View Full Version : WTF
file cabinet
9 Nov 2004, 04:18 AM
so I spend some time to fill out the eharmony profile thing.. and here are my results:
eHarmony is based upon a complex matching system developed through extensive testing of married individuals. One of the requirements for it to work successfully is for participants to fall into our rigorously defined profiles. If we aren't able to match a user well using these profiles, the most considerate approach is to inform them early in the process.
We are so convinced of the importance of creating compatible matches to help people establish and enjoy happy, lasting relationships that we choose not to provide service rather than risk an uncertain match.
Unfortunately, we are not able to make our profiles work for you. Our matching system is not suitable for about 20% of potential users, so 1 in 5 people simply would not benefit from our service. We hope that you understand that we regret our inability to provide service for you at this time.
this fucking blows. argh
EternalCynic
9 Nov 2004, 04:54 AM
That sucks. Those jerks *Shakes her fist that them* :rant:
file cabinet
9 Nov 2004, 04:59 AM
btw, if anyone already has an eharmony account they don't use.. can I have it? I'm assuming you can change the search settings...
flan2dave
9 Nov 2004, 05:12 AM
Doesn't it take pretty long time to start a profile?
SheepDog
9 Nov 2004, 05:29 AM
I wouldn't join any club that would accept a person like me as a member.
-- Groucho Marx
file cabinet
9 Nov 2004, 05:53 AM
Doesn't it take pretty long time to start a profile?
yes, but I didn't time it...
cjs55
9 Nov 2004, 06:37 AM
I got the same thing when I tried file cabinet. At least you can still look at your results (I think)
file cabinet
9 Nov 2004, 06:55 AM
I got the same thing when I tried file cabinet. At least you can still look at your results (I think)

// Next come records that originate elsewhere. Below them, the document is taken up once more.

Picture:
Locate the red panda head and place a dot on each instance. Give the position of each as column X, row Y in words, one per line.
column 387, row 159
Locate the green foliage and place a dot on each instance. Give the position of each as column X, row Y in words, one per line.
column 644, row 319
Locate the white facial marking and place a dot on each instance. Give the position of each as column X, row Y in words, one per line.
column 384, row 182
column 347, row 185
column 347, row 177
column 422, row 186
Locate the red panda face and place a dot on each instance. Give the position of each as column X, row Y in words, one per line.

yeah but I don't give a shit about the results.. arghh.
Division56
9 Nov 2004, 06:58 PM
MAybe it's only built to handle SJs and SPs.
ohnoaninfp
9 Nov 2004, 07:46 PM
happened to my brother too. Oh well those things don't even work. That's why there is no point in using an online dating service.
KentOhio
9 Nov 2004, 09:27 PM
One of the requirements for it to work successfully is for participants to fall into our rigorously defined profiles.
Shouldn't all the women from the rejected 20% and all the men from the rejected 20% get together?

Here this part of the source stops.